WIRED UK cover beautiful bioluminescent dress supported by SynBio Fund

A science-fashion collaboration between researchers in the Department of Plant Sciences and the Royal College of Art has appeared in the Februrary edition of WIRED UK.

Bernardo Pollak, a PhD student in the Department of Plant Sciences, collected and cultured diverse bioluminescent marine bacteria on surfing trips around the world and in 2015 was awarded £5000 from the SynBio Fund to sequence the light producing genes from over 20 such bacteria in partnership with fellow PhD student Anton Kan. Together they started work to turn them into reliable and useful markers for synthetic biology.

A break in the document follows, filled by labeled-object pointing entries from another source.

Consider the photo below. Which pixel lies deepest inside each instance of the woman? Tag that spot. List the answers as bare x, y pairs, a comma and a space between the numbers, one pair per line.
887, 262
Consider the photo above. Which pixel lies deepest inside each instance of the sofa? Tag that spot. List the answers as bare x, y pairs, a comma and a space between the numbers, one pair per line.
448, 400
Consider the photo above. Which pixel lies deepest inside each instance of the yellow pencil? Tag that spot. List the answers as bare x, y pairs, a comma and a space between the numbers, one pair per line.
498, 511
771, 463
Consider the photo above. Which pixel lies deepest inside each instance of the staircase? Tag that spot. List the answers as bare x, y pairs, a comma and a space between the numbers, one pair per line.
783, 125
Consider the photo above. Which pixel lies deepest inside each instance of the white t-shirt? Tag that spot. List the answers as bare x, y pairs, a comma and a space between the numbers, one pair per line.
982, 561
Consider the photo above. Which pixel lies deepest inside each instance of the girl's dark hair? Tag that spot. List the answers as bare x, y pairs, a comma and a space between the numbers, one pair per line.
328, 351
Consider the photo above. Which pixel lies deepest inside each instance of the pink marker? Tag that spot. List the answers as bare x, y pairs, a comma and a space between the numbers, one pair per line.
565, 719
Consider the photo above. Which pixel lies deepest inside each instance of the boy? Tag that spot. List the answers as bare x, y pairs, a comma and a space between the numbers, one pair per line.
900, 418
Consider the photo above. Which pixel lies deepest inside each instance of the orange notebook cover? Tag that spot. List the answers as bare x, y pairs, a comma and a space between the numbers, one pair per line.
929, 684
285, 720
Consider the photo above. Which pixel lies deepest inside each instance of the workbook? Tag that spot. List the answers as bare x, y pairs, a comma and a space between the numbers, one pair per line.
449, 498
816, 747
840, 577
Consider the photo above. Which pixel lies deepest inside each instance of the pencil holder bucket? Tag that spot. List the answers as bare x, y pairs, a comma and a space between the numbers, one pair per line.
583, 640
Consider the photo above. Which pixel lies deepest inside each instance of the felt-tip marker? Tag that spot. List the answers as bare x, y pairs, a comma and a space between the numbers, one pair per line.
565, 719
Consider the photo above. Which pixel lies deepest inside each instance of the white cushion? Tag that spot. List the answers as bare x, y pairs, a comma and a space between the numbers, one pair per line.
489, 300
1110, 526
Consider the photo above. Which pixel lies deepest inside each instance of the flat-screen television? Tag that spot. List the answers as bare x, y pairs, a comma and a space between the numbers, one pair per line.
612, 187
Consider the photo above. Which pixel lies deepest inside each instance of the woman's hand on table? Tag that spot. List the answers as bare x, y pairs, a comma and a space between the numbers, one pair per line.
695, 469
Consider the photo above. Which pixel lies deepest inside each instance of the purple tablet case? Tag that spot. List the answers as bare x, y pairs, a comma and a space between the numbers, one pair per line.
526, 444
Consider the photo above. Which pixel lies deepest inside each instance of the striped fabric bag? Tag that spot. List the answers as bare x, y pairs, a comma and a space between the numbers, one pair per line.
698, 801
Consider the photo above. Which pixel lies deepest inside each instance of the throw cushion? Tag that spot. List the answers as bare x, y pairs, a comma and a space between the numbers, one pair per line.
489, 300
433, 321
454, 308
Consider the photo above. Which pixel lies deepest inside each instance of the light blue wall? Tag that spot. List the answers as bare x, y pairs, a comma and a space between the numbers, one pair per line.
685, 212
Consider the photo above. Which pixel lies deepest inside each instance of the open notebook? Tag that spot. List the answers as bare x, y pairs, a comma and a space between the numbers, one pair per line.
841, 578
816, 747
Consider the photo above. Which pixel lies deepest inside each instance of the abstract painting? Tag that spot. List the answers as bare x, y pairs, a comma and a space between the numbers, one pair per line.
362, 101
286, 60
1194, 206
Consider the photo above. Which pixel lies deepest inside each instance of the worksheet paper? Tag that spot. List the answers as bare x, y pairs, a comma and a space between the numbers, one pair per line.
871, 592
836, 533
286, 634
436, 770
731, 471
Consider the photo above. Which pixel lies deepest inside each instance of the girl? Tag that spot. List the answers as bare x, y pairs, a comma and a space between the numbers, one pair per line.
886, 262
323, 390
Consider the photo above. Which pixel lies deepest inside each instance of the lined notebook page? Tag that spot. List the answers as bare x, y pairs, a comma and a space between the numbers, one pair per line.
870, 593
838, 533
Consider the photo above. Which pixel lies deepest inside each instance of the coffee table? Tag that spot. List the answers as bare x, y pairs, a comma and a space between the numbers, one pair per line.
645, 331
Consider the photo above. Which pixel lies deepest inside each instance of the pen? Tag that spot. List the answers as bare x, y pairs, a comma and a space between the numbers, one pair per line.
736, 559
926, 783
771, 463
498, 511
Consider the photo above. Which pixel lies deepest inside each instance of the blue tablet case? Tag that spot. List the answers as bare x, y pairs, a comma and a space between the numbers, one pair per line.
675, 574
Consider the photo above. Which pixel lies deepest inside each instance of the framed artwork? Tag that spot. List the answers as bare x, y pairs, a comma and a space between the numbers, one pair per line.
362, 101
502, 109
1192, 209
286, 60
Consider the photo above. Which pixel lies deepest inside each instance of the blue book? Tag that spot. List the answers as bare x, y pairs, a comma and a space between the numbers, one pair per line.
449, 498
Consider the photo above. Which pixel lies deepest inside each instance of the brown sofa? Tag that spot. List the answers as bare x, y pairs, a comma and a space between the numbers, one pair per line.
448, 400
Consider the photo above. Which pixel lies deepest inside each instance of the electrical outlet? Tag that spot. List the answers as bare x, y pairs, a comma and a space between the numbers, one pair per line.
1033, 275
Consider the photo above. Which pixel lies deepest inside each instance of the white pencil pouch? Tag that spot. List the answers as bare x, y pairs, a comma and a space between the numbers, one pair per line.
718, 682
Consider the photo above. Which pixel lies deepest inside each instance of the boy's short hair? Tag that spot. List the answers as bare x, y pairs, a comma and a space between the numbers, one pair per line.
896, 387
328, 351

Enter Victoria Geaney, a conceptual fashion designer who had been exploring synthetic biology, fluorescent proteins and bioluminescence in her work. After meeting Bernardo at a SynBio SRI Seminar, together they created a living fashion installation featuring a dress covered with gelified Photobacterium Kishitanni bacteria, which created an eerie blue glow.

 

one could see fashion becoming biological, where we might one day grow ‘living light’ garments for future fashions, wearing living garments and growing bacteria to make our own clothes"

Victoria Geaney of the Royal College of Art 

After initially featuring in the 2015 Cambridge E-Luminate Festival and achieving local and design press coverage, the piece was featured in the February edition of WIRED UK Magazine, providing some fantastic professional photographs of the dress and it's galactic patterns of glowing bacteria. The magazine has a circulation of over 50,000 and over 5 million web page views a month, providing fantastic exposure for the work. Although the publication is known for championing Silicon Valley start-ups and the latest on-tend tech, these researchers they don't expect bioluminescent fashion to hit the commercial market just yet.

 

I don't like the hype. We're not thinking about doing what you've seen in San Francisco in the startup world. Right now, it's about the science.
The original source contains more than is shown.